Difference Between Billing Fraud and Abuse


In billing, fraud is defined as the act of willfully planning or executing a scheme to defraud the federal government and obtain income from healthcare programs such as Medicare. Fraud is attempted through fraudulent representations or any payment or property that is under the custody of the healthcare benefit program.

Examples of billing fraud include:

  1. Billing for more services than the patient received.
  2. Billing for premium medical equipment while substituting standard or faulty equipment during treatment.
  3. Misrepresentation of the date of service to justify higher reimbursement.
  4. Inconsistent medical documentation submitted with a billed service.
  5. Gaining duplicate payments through double billing.


Billing abuse is not always intentional, but if it becomes consistent, it can be termed as healthcare fraud. It is defined as a provider or contractor’s behavior or conduct that is inconsistent and contradicts the standards of any business, medical practice, or insurance company.

Examples of billing abuse include:

  1. Waiving co-pays or co-insurance to encourage the patient to obtain further treatment.
  2. Billing from an out-of-network location while requesting pre-authorization under the network’s location.
  3. Conducting experimental services that do not meet a specific standard.
  4. Exaggerating or misrepresenting a diagnosis.
  5. Not disclosing discounts or hidden payments beforehand.

How False Claim Act Is Brought

The False Claim Act comes into play under two circumstances. One is when a former or current employee of a medical practice, with adequate knowledge of internal fraudulent activities being performed in the practice, files a lawsuit on behalf of the government.

They can also be called a whistleblower or relator in this scenario. Whistleblowers can be awarded around 10 to 30 percent of the total amount recovered in the lawsuit for filing the qui tam claim.

On the other hand, the U.S. Department of Justice can also file a False Claim Act if they have information on false claims being submitted by a practice. The DOJ also files claims for fraudulent healthcare practices when they learn about them through another local, state, or federal agency.

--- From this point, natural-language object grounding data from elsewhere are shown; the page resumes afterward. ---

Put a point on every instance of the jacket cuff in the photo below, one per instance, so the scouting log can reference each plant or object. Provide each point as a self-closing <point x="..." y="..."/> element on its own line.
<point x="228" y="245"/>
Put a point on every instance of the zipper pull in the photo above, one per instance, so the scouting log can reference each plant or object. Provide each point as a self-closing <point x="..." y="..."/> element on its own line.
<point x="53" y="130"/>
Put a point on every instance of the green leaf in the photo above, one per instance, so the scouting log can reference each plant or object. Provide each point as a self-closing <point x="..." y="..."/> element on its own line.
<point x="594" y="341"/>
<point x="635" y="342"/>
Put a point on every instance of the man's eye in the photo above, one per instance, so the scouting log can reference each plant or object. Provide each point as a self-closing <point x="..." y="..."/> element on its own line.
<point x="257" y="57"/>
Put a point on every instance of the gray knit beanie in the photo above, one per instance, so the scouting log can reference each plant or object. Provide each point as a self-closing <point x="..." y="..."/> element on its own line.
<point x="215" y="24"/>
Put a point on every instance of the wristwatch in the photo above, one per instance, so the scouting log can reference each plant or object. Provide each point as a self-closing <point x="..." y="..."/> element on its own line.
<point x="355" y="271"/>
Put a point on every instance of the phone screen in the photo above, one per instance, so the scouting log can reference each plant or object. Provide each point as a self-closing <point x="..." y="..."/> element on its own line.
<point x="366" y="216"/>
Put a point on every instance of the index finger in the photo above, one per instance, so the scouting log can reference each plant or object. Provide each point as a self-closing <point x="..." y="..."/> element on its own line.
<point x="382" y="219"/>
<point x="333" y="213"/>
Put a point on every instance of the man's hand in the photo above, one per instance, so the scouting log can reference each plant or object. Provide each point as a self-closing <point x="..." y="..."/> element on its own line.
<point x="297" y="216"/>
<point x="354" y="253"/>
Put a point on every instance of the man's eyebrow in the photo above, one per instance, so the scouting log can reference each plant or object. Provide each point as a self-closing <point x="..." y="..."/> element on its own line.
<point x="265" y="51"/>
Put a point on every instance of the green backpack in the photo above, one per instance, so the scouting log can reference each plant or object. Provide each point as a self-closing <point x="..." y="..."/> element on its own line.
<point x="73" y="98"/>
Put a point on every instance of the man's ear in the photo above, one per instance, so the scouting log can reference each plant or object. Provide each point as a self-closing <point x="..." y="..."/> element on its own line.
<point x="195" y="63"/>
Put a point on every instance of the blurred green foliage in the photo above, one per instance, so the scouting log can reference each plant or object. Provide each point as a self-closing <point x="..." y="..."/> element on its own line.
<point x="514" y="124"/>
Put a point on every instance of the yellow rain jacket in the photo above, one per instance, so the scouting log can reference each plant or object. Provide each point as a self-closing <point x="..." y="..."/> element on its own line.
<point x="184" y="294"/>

Penalties for Violating the False Claims Act

If a provider or healthcare facility violates the False Claims Act, the penalties can include:

  1. Repayments: Under the court’s order, the provider or medical practice can be ordered to make repayments to the healthcare benefit program such as Medicare, Medicaid, or Tricare. 
  2. Corporate Integrity Agreements: When a provider, organization, or entity enters a corporate integrity agreement, they must meet specific criteria before being able to bill a federal agency for the services they provide. 
  3. Treble Damages: Healthcare providers that make illegal self-referrals or kickbacks, billing Medicare a total of $1 million, can be sued and court-ordered to pay $3 million in damages. 
  4. Statutory Penalties: A single False Claims Act violation is worth $11,000 in damages. So, if a provider violates the Act once, they can be legally required to pay $11,000 in damages.


What is an example of False Claims Act Healthcare?

A common False Claims Act violation committed in the healthcare industry is upcoding, where the hospital assigns codes of expensive services to standard or inexpensive services provided to the patient. This is done to increase reimbursement obtained from Medicare.

How does the False Claims Act affect medical billing?

False Claims Act impacts a healthcare organization’s billing practices by deterring fraudulent activities. Providers that engage in improper billing will be subject to legal repercussions, including hefty fines and exclusions from healthcare benefit programs.

Why does the False Claims Act matter to healthcare providers?

The False Claims Act enables the federal government to bring lawsuits against healthcare providers engaging in billing abuse or fraud, promoting ethical billing practices in the healthcare industry.